Allocator separation is not necessarily that an unalloyed good thing.
By having duplicated code, it means that if we need to make a change
in infrastructure code, we might now need to make it in multiple code
paths.  It is also one more code path that we have to test and
maintain.  So there is a real cost from the perspctive of the upstream
maintenance perspective.

Also, because having a single global allocation point (your "cursor")
is going to absolutely *trash* performance, especially for high speed
NVMe devices connected to high count CPU's, it's not clear to me why
performance is necessary for rotalloc.

> The rotating allocator itself is a working prototype.
> It was written with minimal diff and clarity in mind to make the policy
> reviewable. Refinements and simplifications are expected and welcome.

OK, so this sounds like it's not ready for prime time....

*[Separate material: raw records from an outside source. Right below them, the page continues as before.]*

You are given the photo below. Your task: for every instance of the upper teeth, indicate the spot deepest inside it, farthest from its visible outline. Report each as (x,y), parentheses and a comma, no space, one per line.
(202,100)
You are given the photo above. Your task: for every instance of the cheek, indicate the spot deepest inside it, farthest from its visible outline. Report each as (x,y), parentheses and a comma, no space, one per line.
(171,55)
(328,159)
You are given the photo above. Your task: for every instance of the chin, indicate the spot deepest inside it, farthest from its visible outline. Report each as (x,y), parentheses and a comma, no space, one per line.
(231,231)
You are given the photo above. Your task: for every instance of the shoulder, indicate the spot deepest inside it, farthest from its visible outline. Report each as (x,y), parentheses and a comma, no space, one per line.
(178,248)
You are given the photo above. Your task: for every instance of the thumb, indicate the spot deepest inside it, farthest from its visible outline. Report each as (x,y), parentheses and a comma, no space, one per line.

> Regarding discard/trim: while discard prepares blocks for reuse and
> signals that a block is free, it does not implement wear leveling by
> itself. Rotalloc operates at a higher layer; by promoting sequentiality,
> it reduces block/group allocation hotspots regardless of underlying
> device behavior.
> Since it is not in line with the current allocator goals, it is
> implemented as an optional policy.

Again, what is the high level goal of rotalloc?  What specific
hardware and workload are you trying to optimize for?  If you want to
impose a maintaince overhead on upstream, you need to justify why the
mainteance overhead is worth it.  And so that means you need to be a
bit more explicit about what specific real-world solution you are
trying to solve....

						- Ted